In 2009 the mother flew to the United States to give birth to their first child, with the agreed purpose for the trip being to provide the child with the benefits of United States citizenship. The couple agreed to follow the same plan for the second child and, in 2011, the mother travelled to the United States accompanied by their daughter. The second child, a son, was born in June 2011.
Following the birth the mother informed the father that she did not plan to return to the United Kingdom. The father sent a series of abusive and threatening messages to the mother and the mother terminated all contact with the father in October 2011.
The mother’s tourist visa expired in November 2011 and she was subject to deportation. She filed an asylum claim which was preliminarily rejected in December 2011, with a hearing set for April 2013.
The father made an application for the return of the children to the United Kingdom under the 1980 Hague Convention. At the time of the hearing the father had never seen his son.
Return ordered.
The son was born in the United States and due to the mother's unilateral decision to remain in the United States against the father's wishes, the son had never lived in England. Nonetheless, at the time of the son's birth, the established family home was in the United Kingdom.

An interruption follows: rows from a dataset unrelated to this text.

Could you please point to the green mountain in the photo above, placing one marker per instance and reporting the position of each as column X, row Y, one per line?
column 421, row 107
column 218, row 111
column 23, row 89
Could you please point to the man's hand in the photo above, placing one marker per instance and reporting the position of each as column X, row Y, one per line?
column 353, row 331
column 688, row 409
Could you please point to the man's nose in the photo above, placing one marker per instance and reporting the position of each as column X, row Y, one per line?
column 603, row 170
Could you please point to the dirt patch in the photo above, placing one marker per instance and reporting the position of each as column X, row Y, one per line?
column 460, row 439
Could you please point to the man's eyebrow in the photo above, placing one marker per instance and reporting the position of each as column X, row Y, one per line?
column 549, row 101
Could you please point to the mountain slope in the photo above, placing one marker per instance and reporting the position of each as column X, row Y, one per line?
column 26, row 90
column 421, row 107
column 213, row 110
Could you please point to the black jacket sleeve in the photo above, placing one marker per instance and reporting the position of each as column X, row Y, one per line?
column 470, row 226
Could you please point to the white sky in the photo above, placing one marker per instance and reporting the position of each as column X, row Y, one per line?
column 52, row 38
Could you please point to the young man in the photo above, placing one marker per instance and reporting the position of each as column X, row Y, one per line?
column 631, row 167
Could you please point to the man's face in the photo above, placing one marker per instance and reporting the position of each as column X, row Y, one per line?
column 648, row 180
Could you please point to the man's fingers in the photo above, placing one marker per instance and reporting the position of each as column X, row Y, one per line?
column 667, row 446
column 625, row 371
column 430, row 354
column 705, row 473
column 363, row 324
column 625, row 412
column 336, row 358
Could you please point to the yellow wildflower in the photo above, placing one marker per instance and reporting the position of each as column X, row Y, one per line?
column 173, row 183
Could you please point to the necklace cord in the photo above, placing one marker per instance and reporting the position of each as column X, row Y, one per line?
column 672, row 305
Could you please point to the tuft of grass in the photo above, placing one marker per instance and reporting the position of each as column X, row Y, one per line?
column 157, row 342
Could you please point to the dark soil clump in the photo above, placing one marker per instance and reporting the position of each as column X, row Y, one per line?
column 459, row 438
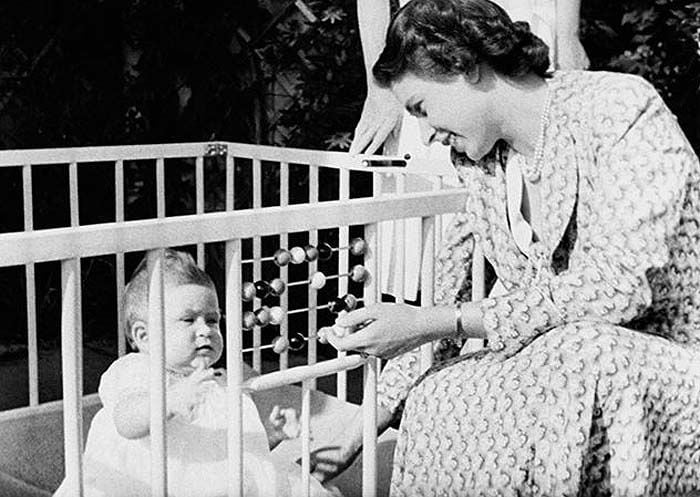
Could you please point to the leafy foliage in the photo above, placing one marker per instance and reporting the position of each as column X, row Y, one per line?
column 657, row 39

The mother argued that Article 20 was applicable for two reasons: the risk of harm created by returning the children to their father and the possibility that returning to the United Kingdom with her children would threaten the mother's pending application for asylum in the United States.

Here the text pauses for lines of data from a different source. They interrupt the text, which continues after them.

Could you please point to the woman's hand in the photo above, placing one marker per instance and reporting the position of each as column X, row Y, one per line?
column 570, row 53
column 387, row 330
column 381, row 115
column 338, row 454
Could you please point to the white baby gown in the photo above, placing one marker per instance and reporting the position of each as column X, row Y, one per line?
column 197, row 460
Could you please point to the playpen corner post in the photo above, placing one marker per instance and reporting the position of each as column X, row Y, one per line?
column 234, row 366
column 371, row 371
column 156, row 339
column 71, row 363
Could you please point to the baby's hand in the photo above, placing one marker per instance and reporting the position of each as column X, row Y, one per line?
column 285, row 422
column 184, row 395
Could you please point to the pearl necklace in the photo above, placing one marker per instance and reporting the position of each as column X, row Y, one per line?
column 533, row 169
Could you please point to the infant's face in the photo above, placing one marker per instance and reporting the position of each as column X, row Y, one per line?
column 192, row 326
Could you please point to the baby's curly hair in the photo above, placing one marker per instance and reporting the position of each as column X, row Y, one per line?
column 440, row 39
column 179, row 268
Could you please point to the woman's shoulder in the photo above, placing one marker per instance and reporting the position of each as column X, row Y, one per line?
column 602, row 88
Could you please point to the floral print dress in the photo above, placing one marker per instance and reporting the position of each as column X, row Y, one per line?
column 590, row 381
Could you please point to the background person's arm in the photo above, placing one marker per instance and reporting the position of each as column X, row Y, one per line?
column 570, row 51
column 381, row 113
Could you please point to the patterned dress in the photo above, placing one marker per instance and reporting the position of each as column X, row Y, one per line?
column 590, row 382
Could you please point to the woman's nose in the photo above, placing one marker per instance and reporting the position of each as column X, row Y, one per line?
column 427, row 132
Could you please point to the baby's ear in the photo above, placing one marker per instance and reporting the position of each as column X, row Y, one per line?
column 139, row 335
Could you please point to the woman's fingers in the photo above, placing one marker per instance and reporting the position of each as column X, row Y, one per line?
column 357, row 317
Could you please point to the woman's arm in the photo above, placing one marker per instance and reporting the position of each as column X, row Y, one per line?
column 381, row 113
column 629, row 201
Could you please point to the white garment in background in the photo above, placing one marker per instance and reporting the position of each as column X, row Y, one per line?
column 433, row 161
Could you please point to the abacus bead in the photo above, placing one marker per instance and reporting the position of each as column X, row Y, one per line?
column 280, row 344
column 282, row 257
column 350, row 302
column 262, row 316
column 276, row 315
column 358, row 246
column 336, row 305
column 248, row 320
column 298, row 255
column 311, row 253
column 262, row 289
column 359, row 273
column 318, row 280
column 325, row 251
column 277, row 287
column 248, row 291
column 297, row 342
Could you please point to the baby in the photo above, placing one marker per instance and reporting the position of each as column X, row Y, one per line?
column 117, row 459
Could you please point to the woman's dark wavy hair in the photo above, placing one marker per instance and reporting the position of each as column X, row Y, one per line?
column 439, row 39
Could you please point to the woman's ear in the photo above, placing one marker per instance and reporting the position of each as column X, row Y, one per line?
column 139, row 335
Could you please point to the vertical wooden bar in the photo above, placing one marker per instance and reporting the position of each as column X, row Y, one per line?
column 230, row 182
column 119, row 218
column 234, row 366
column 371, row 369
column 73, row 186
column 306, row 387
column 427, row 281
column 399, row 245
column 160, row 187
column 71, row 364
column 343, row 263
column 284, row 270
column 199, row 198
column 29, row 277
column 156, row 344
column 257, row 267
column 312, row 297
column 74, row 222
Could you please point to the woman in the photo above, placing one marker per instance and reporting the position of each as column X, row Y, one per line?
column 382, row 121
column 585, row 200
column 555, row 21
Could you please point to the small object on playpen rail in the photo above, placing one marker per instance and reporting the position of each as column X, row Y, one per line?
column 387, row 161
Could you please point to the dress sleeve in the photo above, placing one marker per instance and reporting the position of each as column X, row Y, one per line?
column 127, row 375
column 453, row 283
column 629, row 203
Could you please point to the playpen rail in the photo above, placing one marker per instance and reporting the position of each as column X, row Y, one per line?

The court found no evidence that children’s human rights and fundamental freedoms would be in jeopardy in the United Kingdom and found no legal authority or evidence suggesting the children would not have adequate protection of their rights under the UK legal system. The mother's assertion of an Article 20 based on her asylum application was found to be wholly without legal or logical support. The mother has failed to show why returning to England would jeopardize her asylum application. Additionally, she presented nothing to suggest that Article 20 applies to the protection of a parent's human rights and fundamental freedoms, as opposed to those the children.